En el pasado, los partidos presentaban en materia de programas de gobierno, verdaderas tesis, amplios documentos debatidos, discutidos y aprobados que contenían postulados filosóficos, sociales, jurídicos,políticos y económicos (verdaderos libros y no “hojitas”). El país no necesita resumes como las propuestas actuales que no llegan a ser ni siquiera meramente conceptuales, sino apuradas “ayudas memorias” para cumplir con los requisitos de la norma electoral y del TSE, y nada más. Estas ayudas memorias no hablan de las vocaciones y potencialidades de cada región o departamento y de las capacidades institucionales locales y humanas para llevar adelante una propuesta. Por ejemplo, y a modo de critica constructiva y positiva, quien se ocupó de leer y considerar los magníficos ejemplos de propuestas políticas como fueron la Tesis de Pulacayo de Guillermo Lora o el Manifiesto de Ayopaya de Walter Guevara Arce, y/o  Nacionalismo y Coloniaje de Carlos Montenegro Quiroga, que fueron propuestas políticas que planteaban rediseñar el país, y propiciaron los contenidos para una visión país en 1946. O quien volvió a leer lo producido por RADEPA en estos tiempos electorales, en los que se planteaban una serie de propuestas, que se aproximaban a lo que necesitaba Bolivia como República, País y Nación, tal cual aquellas tesis planteaban. Las debilidades propositivas de las propuestas políticas actuales, no llegan ni siquiera a ser sombra de lo que el país necesita, tal es su pobreza nada sustantiva para un profundo cambio que su variedad inconsistente -por falta de visión filosófica-provoca mareos a quien lo lea; la panfleteria que circula de los proponentes actuales, lamentablemente, no tienen la sustancia que el momento exige y ofenden, por así decirlo.  

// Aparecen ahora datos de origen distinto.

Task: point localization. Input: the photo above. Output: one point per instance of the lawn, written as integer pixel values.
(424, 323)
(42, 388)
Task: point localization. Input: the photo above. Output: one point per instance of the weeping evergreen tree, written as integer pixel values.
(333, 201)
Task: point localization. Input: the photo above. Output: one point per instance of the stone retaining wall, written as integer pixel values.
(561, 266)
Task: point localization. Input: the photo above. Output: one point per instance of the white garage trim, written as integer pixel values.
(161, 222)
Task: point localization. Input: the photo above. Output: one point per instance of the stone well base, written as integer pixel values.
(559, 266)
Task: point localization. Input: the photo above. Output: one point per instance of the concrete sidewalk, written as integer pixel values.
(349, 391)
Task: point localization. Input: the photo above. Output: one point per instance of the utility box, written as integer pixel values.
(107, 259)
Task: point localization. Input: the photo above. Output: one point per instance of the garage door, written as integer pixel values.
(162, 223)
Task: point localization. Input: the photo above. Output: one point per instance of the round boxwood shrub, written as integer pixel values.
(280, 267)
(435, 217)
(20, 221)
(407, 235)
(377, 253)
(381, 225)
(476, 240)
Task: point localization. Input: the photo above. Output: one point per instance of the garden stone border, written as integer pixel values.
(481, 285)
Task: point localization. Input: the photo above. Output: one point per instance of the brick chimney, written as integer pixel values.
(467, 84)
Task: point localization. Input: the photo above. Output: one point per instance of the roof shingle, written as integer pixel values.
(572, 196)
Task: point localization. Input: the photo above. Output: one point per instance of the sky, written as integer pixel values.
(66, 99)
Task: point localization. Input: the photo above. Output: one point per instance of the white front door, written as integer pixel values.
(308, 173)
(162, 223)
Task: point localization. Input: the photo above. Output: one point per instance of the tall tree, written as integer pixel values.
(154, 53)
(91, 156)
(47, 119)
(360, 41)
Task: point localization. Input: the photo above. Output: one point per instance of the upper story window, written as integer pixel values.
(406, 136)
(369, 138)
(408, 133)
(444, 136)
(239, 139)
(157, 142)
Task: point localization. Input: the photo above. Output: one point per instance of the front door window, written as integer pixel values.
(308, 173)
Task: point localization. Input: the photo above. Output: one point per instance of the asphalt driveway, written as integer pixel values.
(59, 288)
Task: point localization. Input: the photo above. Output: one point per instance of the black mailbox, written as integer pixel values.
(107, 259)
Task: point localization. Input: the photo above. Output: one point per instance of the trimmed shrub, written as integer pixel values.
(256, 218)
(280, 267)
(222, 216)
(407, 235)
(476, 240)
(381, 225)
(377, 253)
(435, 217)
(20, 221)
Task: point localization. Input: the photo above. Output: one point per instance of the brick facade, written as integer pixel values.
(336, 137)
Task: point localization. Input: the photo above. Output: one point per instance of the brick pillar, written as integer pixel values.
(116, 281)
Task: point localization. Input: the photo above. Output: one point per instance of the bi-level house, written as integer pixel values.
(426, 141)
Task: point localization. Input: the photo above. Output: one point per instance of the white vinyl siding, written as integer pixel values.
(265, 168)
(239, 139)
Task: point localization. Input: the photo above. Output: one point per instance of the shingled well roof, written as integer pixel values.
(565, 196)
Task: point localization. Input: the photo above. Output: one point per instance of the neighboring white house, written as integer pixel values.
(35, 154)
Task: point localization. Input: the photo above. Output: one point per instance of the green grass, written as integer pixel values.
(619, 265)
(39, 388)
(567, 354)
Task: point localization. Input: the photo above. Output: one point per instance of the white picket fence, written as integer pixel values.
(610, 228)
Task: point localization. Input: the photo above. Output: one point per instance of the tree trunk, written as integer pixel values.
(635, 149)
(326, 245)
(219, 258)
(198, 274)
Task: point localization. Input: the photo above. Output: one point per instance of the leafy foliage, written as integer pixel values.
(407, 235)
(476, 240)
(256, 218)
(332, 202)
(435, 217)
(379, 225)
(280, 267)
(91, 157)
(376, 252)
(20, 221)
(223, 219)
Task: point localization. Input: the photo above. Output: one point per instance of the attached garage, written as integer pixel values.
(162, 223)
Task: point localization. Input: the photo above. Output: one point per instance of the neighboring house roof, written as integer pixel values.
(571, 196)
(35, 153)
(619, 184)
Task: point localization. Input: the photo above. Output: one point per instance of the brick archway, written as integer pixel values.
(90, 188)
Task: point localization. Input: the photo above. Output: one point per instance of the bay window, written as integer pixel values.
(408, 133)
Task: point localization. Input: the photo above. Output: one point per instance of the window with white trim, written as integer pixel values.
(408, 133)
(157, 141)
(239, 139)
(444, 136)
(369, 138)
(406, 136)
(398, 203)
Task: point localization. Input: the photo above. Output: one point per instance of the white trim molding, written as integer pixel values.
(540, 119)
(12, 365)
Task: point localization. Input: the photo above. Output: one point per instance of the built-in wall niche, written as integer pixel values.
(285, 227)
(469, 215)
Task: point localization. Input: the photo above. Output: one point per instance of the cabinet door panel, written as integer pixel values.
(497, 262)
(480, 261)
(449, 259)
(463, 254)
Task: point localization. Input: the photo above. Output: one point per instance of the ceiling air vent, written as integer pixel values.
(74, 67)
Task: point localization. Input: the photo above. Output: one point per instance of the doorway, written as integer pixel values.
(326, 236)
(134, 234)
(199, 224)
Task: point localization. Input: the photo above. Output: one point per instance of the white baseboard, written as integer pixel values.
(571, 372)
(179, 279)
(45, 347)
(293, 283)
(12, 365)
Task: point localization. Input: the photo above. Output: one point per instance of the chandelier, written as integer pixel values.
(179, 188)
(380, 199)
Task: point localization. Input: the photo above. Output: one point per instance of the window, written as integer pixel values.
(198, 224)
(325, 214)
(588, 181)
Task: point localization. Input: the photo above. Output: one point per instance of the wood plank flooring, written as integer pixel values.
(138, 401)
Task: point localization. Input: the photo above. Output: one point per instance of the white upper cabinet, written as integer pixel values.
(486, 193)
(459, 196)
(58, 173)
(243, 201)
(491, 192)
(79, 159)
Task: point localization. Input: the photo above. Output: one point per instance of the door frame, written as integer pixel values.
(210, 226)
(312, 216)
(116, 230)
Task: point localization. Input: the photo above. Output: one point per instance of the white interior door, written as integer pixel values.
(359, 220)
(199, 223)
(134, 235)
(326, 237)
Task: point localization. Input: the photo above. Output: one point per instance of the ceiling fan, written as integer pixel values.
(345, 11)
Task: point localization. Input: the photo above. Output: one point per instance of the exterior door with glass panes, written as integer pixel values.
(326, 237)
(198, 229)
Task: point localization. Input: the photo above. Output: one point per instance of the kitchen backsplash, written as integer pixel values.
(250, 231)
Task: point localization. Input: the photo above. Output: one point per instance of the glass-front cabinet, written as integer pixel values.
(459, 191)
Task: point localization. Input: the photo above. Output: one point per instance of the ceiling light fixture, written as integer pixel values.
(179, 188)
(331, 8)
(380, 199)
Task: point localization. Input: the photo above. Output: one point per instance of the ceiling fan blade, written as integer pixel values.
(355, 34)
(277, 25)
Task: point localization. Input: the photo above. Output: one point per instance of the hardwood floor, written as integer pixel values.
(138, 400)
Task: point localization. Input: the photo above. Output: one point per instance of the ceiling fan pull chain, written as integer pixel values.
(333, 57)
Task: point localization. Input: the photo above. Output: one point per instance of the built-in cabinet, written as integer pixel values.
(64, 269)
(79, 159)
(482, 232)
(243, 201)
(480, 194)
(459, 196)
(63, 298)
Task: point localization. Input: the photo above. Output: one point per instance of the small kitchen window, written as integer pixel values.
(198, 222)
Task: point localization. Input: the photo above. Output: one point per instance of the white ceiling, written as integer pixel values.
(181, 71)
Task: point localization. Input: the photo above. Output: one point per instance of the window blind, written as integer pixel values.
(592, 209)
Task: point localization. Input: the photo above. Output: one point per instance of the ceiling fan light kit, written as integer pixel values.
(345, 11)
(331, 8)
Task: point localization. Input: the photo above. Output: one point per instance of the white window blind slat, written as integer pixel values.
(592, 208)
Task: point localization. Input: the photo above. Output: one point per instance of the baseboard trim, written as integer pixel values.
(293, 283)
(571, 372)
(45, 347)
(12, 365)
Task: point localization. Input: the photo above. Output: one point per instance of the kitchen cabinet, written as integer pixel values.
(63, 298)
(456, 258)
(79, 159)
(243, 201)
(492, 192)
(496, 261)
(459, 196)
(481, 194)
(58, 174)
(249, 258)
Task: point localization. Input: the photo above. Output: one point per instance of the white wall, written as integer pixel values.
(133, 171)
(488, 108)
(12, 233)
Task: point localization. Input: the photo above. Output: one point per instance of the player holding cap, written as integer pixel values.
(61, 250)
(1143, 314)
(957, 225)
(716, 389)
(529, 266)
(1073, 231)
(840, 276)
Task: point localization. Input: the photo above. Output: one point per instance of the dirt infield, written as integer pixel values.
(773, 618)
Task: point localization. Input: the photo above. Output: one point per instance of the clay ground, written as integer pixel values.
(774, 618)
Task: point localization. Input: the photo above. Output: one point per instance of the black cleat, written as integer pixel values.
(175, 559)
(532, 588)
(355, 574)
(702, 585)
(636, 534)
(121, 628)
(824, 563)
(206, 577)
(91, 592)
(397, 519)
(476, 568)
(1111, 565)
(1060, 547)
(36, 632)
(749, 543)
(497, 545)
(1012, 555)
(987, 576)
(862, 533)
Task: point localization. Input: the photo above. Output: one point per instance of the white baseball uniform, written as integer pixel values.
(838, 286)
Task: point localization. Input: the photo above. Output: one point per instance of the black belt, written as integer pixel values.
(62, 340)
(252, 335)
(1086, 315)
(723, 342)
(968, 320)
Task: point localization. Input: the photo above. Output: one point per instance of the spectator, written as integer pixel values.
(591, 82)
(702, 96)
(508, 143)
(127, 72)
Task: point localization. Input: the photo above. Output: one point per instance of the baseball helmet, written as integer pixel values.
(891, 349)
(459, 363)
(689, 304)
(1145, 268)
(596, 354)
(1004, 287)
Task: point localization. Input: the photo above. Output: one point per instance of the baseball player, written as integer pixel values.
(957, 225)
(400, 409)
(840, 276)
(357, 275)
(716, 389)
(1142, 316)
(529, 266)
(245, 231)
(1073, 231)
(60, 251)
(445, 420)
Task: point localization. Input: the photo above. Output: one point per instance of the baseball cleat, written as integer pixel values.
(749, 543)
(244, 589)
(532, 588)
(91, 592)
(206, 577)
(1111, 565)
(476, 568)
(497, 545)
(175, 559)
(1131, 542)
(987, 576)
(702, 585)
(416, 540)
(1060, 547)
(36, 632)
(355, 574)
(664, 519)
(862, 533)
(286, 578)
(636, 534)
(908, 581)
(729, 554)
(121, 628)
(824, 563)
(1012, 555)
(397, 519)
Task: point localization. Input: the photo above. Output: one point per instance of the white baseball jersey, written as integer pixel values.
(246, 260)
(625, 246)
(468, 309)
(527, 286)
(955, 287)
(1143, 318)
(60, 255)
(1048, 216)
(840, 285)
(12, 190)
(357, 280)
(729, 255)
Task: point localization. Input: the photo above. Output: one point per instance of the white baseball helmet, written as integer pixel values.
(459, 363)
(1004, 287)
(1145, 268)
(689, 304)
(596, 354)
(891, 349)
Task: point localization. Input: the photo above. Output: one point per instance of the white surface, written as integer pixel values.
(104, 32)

Algunos “lideres” en catorce años no pudieron o no se ocuparon de construir partido u organización política que trabaje sobre nuevos paradigmas e intentan nuevamente hacer política con siglas prestadas o usando viejos atuendos desteñidos de otrora partidos mercantilistas que pusieron en alquiler en la vergonzosa vitrina electoral, colores y signos que el pueblo está cansado de ver en cada campaña desde la recuperación de la democracia. Esta degradación patética, desanima a la cordura social y obliga a contrariar las afinidades que con algún personaje político o partido tienen muchísimas personas electoras, más aún, la población de las nuevas generaciones de votantes que se han acumulado en este decenio y medio transcurrido, que continúan encontrando el mismo discurso, voces y caras, que no terminan de reciclarse y de quienes la población está harta, hastiada. Obviamente no se salvan, nuevos rostros y voces cuyo timbre mantienen el mismo tono del reciente pasado medio siglo. El desarrollo político no se ha dado y los viejos esquemas y propuestas no se han movido ni un milímetro: decepción total. Reinvento político ideológico propositivo o filosófico: Cero. Esta carencia limita al pueblo boliviano a sopesar innovaciones con claridad y certeza, el pueblo votante sigue preso y esclavo de planes absurdos, poses que indignan y campañas que mantienen el perfil de considerar a la sociedad poco menos que estúpida, ignorante y sin cualidades racionales y pensantes. Burdos personajes, con atavíos y panfletería que muestra sus hilachas, inundando calles, plazas, parques y rotondas que asoman día a día, en un plazo muy corto, para hacer política inmediata, urgida, además de imperativa -nauseabunda, a veces- que, a pesar de las “cuarentenas”, irrumpen en la cotidianeidad de la gente en las ciudades, el campo y las minas (muchos dirán en los departamentos, provincias y municipios).